Financial text analytics

Text consists of the majority of alternative data. Analyzing the versatile financial text coming from different sources, including corporate disclosures, annual reports, earning calls, financial news and social media, however, presents challenges. This thread of research designs NLP methods and investigates their adaptation to the finance domain.

The following research questions are to be addressed:

  • How to improve the accuracy, informativeness, and explainability of TABFSA (targeted aspect-based financial sentiment analysis)?
  • What linguistic cues and language styles are poorly captured by current machine learning and lexicon based NLP methods?
  • How to identify noise and fake news in financial markets?


Intelligent finance models

This stream of research is dual to financial text analytics: we live in a world where financial services and markets are digitalizing, providing an unprecedented amount of information to support decision-making. Traditional models in finance, developed decades ago, has overlooked such unstructured information. By leveraging on the methods developed to monitor public moods and discussions. This new information can be integrated to the financial forecasting and investing models to help improve them. Ongoing projects in this stream are:

  • How risk aversion coefficient can be estimated from text and better support customized portfolio management?
  • How different economic periods can be identified from public and private communications?


Knowledge discovery and engineering

Understanding financial texts requires dealing with a lot of numbers, time expressions, and contextualized arguments, many of which are not possible without external references. Knowledge bases are often by-products of data analysis, but useful and fundamental for future ambitions if well-organized. Today, most of NLP researches benifit, directly or indirectly, from early efforts such as WordNet and DBpedia. In that sense, knowledge is both the purpose and the instrument (ct. Sukhomlinskii).

Completed studies and IT artifacts under this umbrella include the business classification system built for the Chinese National Equities Exchange and Quotations (NEEQ) market, and a domain-specific financial sentiment lexicon.


Green finance

Certain economic activities and developments have negative externality: a typical example is environmental pollution, and climate change, when it becomes a global problem.

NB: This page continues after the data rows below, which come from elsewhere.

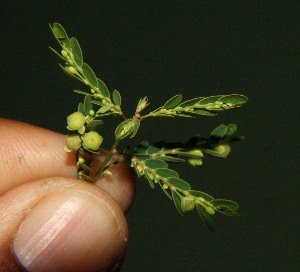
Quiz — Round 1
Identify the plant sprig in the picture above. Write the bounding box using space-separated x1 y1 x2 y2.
50 23 248 230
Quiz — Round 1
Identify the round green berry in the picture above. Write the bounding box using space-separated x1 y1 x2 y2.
65 134 82 152
213 143 231 157
181 195 195 212
67 111 85 130
81 131 103 151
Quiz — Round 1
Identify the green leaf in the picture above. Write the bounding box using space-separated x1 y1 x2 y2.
113 90 122 106
145 173 154 189
196 205 215 231
97 78 110 98
192 110 216 116
146 145 161 155
58 63 81 80
159 183 172 200
168 177 191 191
189 190 214 201
144 159 168 169
87 119 103 131
82 63 97 87
172 190 183 215
210 199 239 216
210 124 227 138
97 104 112 113
50 23 70 48
162 94 182 110
70 37 83 67
225 124 237 137
155 168 179 178
156 156 185 162
179 97 203 108
218 94 248 106
84 95 93 115
49 46 66 61
197 95 222 105
78 102 85 115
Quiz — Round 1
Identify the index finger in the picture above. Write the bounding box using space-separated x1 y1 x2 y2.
0 118 134 211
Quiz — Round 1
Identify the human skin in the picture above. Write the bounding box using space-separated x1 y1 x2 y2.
0 118 135 272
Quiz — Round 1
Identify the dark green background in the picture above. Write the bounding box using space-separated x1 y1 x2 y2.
0 1 300 272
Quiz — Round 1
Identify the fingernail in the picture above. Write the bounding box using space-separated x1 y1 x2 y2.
13 194 127 272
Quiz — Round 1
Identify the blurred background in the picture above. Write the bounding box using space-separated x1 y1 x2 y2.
0 0 300 272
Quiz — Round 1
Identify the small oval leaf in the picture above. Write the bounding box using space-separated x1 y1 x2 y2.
189 190 214 201
144 159 168 169
196 205 215 231
82 63 97 87
162 94 182 110
84 95 93 115
70 37 83 67
51 23 70 47
192 110 216 116
168 177 191 190
97 78 110 98
210 199 239 212
172 190 183 215
225 124 237 137
113 90 122 106
210 124 227 138
197 95 222 105
179 97 203 108
156 168 179 178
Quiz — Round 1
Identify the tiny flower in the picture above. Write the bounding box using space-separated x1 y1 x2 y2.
187 149 203 166
205 207 216 215
213 143 231 157
181 195 195 212
67 111 85 132
65 134 82 152
81 131 103 151
115 118 140 140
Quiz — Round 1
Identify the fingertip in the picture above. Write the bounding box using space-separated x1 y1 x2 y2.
5 178 128 272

The way how we use technology makes a huge difference. The first wave of IT, for instance office automation, had many good environmental impacts. But with the recent prevalence of AI, we should be cautious about low efficiency or even destructive computing. Sometimes, unregulated use can turn a powerful invention into an existential threat. Here are some questions of concern:

  • Can text mining be used to discover and support greener and innovative ideas?
  • What kind of IT development and infrastructure would promote ESG investing and financing?